Tanto grande che è difficile anche rendersi conto delle dimensioni, e qui cercheremo di aiutare nella loro comprensione. 

E se la portata del rilascio già notevole, appare inevitabilmente destinata ad amplificarsi ulteriormente, senza limite all’orizzonte: infatti, fallito il tentativo di contenere la perdita, non sono all’orizzonte soluzioni idonee per un suo contenimento se non riprovare con il posizionamento della cupola stessa o scavare un pozzo a fianco dell’attuale, per intercettarne il rilascio.

A dire il vero i tecnici della BP sono riusciti a piazzare la cupola sabato scorso sul luogo di rilascio del petrolio che zampilla dal fondale, ma hanno dovuto spostarla perchè la sommità si era riempita di idrati di metano ghiacciati: il ghiaccio bloccava il flusso del petrolio verso il collo dell’ “imbuto” (il progetto prevedeva di assicurare al collo un tubo in grado di portare il petrolio ad una nave cisterna) e minacciava di sollevare la cupola dal fondale.

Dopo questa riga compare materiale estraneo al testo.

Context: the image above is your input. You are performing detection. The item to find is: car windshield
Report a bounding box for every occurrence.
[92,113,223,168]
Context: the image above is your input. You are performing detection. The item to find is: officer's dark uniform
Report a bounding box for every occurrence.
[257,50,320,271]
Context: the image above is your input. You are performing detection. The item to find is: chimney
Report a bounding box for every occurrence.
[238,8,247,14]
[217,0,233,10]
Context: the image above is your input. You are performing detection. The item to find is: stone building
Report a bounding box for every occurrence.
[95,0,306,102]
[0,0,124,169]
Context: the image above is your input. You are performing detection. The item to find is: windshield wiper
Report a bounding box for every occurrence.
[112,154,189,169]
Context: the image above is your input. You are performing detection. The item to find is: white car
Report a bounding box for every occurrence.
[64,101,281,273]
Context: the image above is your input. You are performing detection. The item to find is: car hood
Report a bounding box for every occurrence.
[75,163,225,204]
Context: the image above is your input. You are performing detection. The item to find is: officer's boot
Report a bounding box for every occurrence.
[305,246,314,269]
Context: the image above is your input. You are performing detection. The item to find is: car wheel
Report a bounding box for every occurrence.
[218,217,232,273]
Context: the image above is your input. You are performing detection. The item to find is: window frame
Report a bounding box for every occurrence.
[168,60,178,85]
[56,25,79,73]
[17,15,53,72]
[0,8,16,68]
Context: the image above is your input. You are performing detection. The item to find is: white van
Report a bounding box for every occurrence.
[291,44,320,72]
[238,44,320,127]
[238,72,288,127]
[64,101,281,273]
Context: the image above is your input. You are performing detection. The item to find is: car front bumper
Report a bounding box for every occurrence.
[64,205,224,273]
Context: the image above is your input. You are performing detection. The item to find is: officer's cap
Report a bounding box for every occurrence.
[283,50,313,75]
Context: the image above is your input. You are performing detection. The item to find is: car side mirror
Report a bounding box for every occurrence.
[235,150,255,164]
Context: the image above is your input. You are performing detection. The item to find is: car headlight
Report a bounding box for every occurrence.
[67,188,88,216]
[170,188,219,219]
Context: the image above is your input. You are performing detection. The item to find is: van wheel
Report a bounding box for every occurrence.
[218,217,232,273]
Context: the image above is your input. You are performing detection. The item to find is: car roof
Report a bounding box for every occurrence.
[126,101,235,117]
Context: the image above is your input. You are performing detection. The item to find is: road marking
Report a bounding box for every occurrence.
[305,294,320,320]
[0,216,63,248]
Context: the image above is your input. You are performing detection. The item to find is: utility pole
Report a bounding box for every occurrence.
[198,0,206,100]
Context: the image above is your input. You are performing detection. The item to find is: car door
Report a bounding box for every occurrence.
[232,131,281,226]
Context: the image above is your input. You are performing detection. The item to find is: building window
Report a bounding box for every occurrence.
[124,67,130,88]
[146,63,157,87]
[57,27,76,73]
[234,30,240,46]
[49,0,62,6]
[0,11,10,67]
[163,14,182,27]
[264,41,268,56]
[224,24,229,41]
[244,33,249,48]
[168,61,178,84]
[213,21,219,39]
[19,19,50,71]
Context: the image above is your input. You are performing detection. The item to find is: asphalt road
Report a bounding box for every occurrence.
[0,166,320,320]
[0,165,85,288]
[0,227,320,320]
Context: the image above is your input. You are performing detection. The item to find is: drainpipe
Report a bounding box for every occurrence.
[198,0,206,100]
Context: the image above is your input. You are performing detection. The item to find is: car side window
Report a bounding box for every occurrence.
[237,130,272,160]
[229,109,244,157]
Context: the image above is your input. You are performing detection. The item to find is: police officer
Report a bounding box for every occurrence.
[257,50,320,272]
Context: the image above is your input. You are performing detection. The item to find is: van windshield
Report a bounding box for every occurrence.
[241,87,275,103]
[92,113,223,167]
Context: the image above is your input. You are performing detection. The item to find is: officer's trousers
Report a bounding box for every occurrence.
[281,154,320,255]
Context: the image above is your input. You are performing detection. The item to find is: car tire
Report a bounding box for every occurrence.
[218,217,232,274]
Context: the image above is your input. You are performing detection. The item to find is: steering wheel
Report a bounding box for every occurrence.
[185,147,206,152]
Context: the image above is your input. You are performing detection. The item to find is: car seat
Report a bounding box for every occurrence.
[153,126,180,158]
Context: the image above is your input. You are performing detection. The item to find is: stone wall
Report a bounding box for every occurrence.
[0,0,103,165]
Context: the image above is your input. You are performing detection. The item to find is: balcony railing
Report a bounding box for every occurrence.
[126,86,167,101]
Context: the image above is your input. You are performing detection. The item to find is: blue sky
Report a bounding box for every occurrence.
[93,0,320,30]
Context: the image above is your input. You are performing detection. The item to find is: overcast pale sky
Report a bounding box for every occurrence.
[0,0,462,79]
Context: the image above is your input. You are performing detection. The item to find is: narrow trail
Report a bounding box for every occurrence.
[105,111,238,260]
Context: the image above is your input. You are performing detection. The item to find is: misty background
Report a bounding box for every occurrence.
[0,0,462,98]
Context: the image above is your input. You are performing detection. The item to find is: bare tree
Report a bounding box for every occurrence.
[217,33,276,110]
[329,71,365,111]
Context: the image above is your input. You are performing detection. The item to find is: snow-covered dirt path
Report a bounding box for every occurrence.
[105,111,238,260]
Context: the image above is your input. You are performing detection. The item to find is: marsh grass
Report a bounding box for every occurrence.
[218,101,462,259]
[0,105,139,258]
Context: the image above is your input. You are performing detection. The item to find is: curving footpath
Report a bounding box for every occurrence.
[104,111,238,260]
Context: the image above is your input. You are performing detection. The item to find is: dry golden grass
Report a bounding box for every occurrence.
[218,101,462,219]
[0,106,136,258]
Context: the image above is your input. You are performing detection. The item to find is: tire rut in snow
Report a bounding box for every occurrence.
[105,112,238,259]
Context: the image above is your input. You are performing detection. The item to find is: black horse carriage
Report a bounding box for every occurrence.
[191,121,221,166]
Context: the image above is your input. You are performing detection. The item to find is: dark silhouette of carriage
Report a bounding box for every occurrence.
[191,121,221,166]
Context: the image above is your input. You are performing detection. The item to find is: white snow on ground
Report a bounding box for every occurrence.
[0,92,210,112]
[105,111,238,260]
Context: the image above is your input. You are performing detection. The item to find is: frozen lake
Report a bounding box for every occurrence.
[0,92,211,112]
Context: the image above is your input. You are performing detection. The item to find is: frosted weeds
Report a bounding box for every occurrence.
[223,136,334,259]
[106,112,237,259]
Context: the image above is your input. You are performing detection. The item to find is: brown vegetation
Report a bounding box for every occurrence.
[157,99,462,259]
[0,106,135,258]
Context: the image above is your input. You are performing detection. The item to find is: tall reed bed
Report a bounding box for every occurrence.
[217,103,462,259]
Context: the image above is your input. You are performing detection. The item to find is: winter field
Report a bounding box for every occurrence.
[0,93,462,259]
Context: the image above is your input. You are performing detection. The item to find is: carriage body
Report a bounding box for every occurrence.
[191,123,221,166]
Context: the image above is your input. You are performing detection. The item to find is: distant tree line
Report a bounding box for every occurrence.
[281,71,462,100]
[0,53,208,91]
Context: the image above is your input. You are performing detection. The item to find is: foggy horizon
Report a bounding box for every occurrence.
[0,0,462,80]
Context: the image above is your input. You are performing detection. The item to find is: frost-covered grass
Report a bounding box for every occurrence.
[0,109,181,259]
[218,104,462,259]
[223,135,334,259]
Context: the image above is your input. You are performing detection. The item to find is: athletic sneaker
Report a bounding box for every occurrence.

Venendo ad oggi, il Governo americano dice di non conoscere l’entità del rilascio: ma fonti non ufficiali (qui su SkyTruth espressione di un’organizzazione ambientalista americana no profit) sostengono che ne vengano rilasciati circa 26.500 al giorno.<

Utilizzando dati ufficiali (le foto satellitari e le mappe che la Guardia Costiera americana ricava dal sorvolo dell’area) Skytruth identifica questo numero altissimo, che porta la marea nera del Golfo del Messico ad aver superato il rilascio della Exxon Valdez già dal primo maggio (ricordiamo che SkyTruth è stato il primo a contestare le cifre ufficiali fornite subito dopo il disastro, sulla base delle immagini satellitari: e allora si parlava “solo” di mille barili al giorno riversati in mare).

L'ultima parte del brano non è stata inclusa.